Higher doses of vitamin D

Ellen M. Mowry, MD, MCR (Johns Hopkins University) is conducting a randomized, double-blind clinical trial to determine whether high-dose vitamin D added to standard therapy with Copaxone reduces the frequency of MS relapses in 172 people who have MS.

An array of environmental risk factors for MS have been examined over the past century. Of those, the Epstein-Barr Virus, ultra-violet light exposure and vitamin D levels, and cigarette smoking have the clearest supporting evidence (Wingerchuk, 2011).

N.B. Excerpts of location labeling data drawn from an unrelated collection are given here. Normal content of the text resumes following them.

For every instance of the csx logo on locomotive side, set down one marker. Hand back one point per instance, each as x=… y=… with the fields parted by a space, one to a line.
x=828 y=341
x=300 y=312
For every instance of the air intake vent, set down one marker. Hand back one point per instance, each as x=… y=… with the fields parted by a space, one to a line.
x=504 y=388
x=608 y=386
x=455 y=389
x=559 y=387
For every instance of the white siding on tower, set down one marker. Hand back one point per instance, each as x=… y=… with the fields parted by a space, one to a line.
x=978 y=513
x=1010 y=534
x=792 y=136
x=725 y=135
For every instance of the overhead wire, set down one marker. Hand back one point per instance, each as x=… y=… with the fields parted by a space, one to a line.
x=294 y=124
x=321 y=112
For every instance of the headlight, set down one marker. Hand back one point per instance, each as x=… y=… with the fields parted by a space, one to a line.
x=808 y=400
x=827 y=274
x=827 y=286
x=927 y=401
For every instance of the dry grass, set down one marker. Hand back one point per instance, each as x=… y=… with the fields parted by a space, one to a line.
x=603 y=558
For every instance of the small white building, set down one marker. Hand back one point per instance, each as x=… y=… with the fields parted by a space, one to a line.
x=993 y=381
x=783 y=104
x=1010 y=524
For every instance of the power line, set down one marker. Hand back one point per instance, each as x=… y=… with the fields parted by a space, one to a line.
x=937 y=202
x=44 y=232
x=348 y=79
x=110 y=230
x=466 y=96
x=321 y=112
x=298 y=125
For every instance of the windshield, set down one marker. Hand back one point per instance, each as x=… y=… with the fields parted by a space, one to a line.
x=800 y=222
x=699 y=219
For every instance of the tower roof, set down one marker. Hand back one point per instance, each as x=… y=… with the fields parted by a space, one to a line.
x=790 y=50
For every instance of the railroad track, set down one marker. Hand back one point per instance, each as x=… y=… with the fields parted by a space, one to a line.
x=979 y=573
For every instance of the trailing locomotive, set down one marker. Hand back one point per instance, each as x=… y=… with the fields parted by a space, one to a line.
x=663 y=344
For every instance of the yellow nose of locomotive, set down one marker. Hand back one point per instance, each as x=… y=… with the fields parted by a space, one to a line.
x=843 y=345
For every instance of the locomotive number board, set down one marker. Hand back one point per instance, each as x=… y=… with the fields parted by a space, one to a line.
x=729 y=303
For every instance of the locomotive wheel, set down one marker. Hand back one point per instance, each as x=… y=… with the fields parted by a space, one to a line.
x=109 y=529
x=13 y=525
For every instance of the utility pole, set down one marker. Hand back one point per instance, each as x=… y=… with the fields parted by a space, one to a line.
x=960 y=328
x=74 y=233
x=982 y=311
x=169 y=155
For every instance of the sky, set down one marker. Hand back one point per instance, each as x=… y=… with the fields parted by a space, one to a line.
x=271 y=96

Evidence pointing to smoking as a risk factor for MS and disease progression includes:

• Several prospective studies (Hedstrom et al, 2009; Hernan et al, 2005; Hernan et al, 2001; Thorogood & Hannaford, 1998; Villard-Mackintosh & Vessey, 1993) have demonstrated a link between smoking and an increased risk of developing MS.
• Cotinine levels (a measure of smoking exposure) have been shown to be higher in people with MS than in controls (Sundström et al, 2008).
• Three studies (Healy et al, 2009; Pittas et al, 2009; Sundström & Nyström, 2008) have demonstrated an impact of smoking on the course of MS. Smoking has been associated with an increased risk of: conversion from CIS to confirmed MS; conversion from relapsing-remitting MS to secondary-progressive MS; and more rapid worsening and clinical disability in progressive MS.
• Zivadinov et al (2009) have also confirmed an increase in lesion burden and atrophy as shown on MRI in people with MS who smoke.

Female smokers

Given the apparent relationship between smoking and MS, Wingerchuk (2011) suggests that the recent increase in female smokers in many regions around the world may be a possible environmental explanation for the increasing female-to-male ratio in MS.